RG: ...É quase uma morte...

CT: ...É uma morte, certamente. É o saber universitário, de uma certa forma, um saber já constituído. A forma dos Cahiers é que nós sempre tivemos vontade de explorar e contradizer aquilo que os outros tinham explorado.

RG: É um pouco uma forma-Godard, que dão a identidade com a revista, porque Godard é um cineasta que sempre ensaia fazer filmes e mostra esses ensaios.

CT: Sim. Ele é um companheiro de percurso dos Cahiers du Cinéma, no sentido que os Cahiers dialogaram com Rossellini, com Renoir. Com Rohmer também, mas em 1968 a revista se desentendeu com ele e não falou mais dele. Ele não gostava de 68, ele detesta o novo e o progresso. A ver A Inglesa e o Duque, a idéia de que antes era melhor. Até Truffaut, os Cahiers passaram sem ele por muito tempo, só retornando à época de O Último Metrô. O único que os Cahiers continuaram a se interessar foi Godard. E é verdade que, quando se observa a evolução de Godard: a nouvelle vague, o sonho de Hollywood, O Desprezo, o engajamento político de 68, o experimento Dziga Vertov, a televisão, o retorno ao cinema, Isabelle Huppert e Salve-se Quem Puder (A Vida). Ao mesmo tempo em que Godard faz Salve-se Quem Puder, os Cahiers fazem o "Petit Journal" e retornam ao cinema como ele, Godard, retorna ao cinema. É perturbador observar como os Cahiers estiveram síncrones com a maneira de Godard de produzir. Quando os Cahiers eram uma pequena célula radical, Godard estava em Grenoble, fazendo a Sonimage, etc., é de fato surpreendente.

RG: Hoje me parece que é a primeira vez que vocês não estão totalmente de acordo com Godard, que redatores como Burdeau e você não têm exatamente a mesma imagem de Godard...

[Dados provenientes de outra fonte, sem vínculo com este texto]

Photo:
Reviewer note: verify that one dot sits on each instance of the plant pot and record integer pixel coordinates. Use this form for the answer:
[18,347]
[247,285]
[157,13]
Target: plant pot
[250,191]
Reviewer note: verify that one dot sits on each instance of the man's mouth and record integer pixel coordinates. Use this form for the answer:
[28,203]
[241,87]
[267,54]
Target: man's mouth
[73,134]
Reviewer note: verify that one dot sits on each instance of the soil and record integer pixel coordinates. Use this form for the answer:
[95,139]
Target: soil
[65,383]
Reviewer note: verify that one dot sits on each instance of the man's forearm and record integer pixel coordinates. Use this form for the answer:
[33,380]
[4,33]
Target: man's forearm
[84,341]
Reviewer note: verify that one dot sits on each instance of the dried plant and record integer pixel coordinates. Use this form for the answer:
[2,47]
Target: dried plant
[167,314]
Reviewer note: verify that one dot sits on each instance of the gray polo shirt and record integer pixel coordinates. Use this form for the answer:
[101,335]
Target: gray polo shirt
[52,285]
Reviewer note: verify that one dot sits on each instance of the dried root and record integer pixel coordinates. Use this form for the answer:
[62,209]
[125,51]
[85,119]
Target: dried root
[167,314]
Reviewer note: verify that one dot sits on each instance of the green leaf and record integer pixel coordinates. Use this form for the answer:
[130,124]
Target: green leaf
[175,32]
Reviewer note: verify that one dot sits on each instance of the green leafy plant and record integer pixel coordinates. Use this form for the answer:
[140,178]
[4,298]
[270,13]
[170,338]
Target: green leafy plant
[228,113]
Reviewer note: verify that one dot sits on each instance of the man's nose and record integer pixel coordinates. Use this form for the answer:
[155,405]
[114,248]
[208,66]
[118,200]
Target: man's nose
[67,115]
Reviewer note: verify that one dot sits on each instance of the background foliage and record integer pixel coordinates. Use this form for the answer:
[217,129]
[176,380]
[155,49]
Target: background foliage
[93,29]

CT: Como você percebe isso?

RG: Eu acho que isso aparece nos melhores da década, quando cada redator escolheu um filme diferente de Godard... Nouvelle Vague, For Ever Mozart, História(s) do Cinema... Pelas recepção dada a Éloge de l'Amour, através das estrelas, sente-se que os Cahiers não aceitam muito bem essa forma quase religiosa da imagem do último Godard.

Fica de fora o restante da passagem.